Sinthu Sarathamani, Suguna Anbazhagan, Surekha Anbazhagan, Pruthu Thekkur, Gnanamani Gnanasabai, Chithra Boovaragasamy


Background: Early diagnosis is the mainstay for reducing complications associated with diabetes. Though blood sugar testing was made freely available, there is gap in utilization of the same. Hence, the current study was conducted to assess the detection gap in diabetes compared to regional estimates.

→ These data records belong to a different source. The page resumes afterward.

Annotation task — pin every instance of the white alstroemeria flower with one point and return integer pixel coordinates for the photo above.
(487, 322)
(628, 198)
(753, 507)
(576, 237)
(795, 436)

Also, to assess the extent of screening and factors associated with not getting screened.

Methods: A community based cross-sectional analytical study was conducted in the selected rural areas of Puducherry. House to house enumeration survey was conducted in the purposively selected rural areas during September-2016 to February-2017. Information on diabetes status, status of screening in last one year was collected from individuals aged more than eighteen years. Data was entered in Epidata 3.1 and analyzed using Stata 12 software. Percentages with 95% CI were used to estimate the detection gap in diabetes on comparing with regional estimates given by IDF (8.6%). Generalized Linear Models were used to assess the individual level characteristics associated with not screening for diabetes.

Results: Of the total 1844 enumerated individuals, 1423 (78.6%) were above 18 years of age. The detection gap for diabetics based on IDF was 39% and based on DLHS-4 was 69.8%. Of the eligible individuals for screening 81.9% (95% CI: 79.7%-83.9%) were not screened for diabetes in last one year.

Conclusions: With high detection gap and low utilization of screening, there is need for developing innovative strategies like task shifting, ICT utilization for screening and targeted screening.